Well, it's been a year and a half but figured that I ought to update this thread since I dug the scope up a couple of weeks ago and finally did the repair. I also want to say thanks to rf+tech and mij59!
mij59: Great, that was exactly what I needed. Finding a replacement wasn't that hard after all, I just had to click the link!
Fixing the latching mechanism did not pan out so I ordered one from Conrad. Thanks buddy!
Shock: There appears to be a few versions of the PSU and mine turned out not to have Rifa smoke bombs. The last image of the PSU board in my post was borrowed from another user and is a slightly different version than mine. I used that before I had taken a look at my board.
rf+tech: I took the switch apart but didn't see anything broken or missing. Sure sounds like impressive machining you did on your switch!
You were right regarding the electrolytics and the whine was gone after replacing almost every one of them, and a bit of noise that were in the trace disappeared too. Mine doesn't have that brief whistle/whine you described and I wasn't even sure that it powered up the first time until I looked at the front and saw the LCD was lit.
I started by lifting legs of a few caps and measured high ESD and decided to just replace the whole lot. Once desoldered I then measured all of them and almost all were bad, the exception being the the two high voltage 68µF cans and the two metal can 6800µF/10V axials mounted as radials. ESD measured in the hundreds of Ohms on some and a few were in kilo Ohms, and they had lost up to 90%+ capacity. At that point I got a bit impressed that it did work despite those caps, apart from the whine, and would guess that it must be a pretty good design since it tolerates such out of spec caps.
I ended using a bulb for the graticule illumination but used three LED's for the LCD lighting.

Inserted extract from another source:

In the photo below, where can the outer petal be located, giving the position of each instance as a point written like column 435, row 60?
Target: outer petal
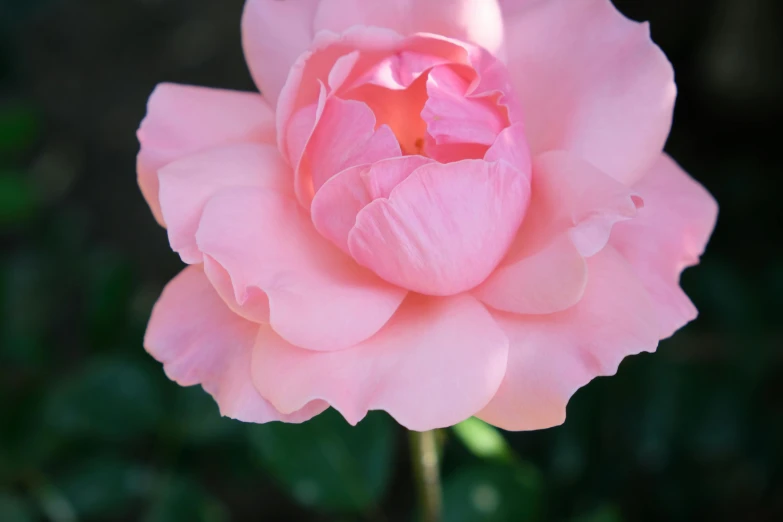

I like the result and prefer the cold white for the LCD instead of the incandescent used originally.
The plastic in front of the LCD was warped and had two annoying drops of what must have been super glue. I replaced that with a cutout from a random but scratch-free plastic clamshell pack. Unfortunately the blue CRT filter has a few drops of super glue too but I can't seem to find any blue 2 mm perspex, only the standard 3 mm that everyone has. If anyone knows of a source please share, I could use some for other instruments as well.
I found something odd (to me) that I'd like an explanation to. The following image shows a series of 110 Ohm (0.6 W I think) resistors in the finay Y amp circuit that get quite hot, judging by the discolored PCB. Why this string of resistors, that apparently aren't big enough to handle the power, instead of say two 330 Ohm? I'd guess this is a possible future point of failure?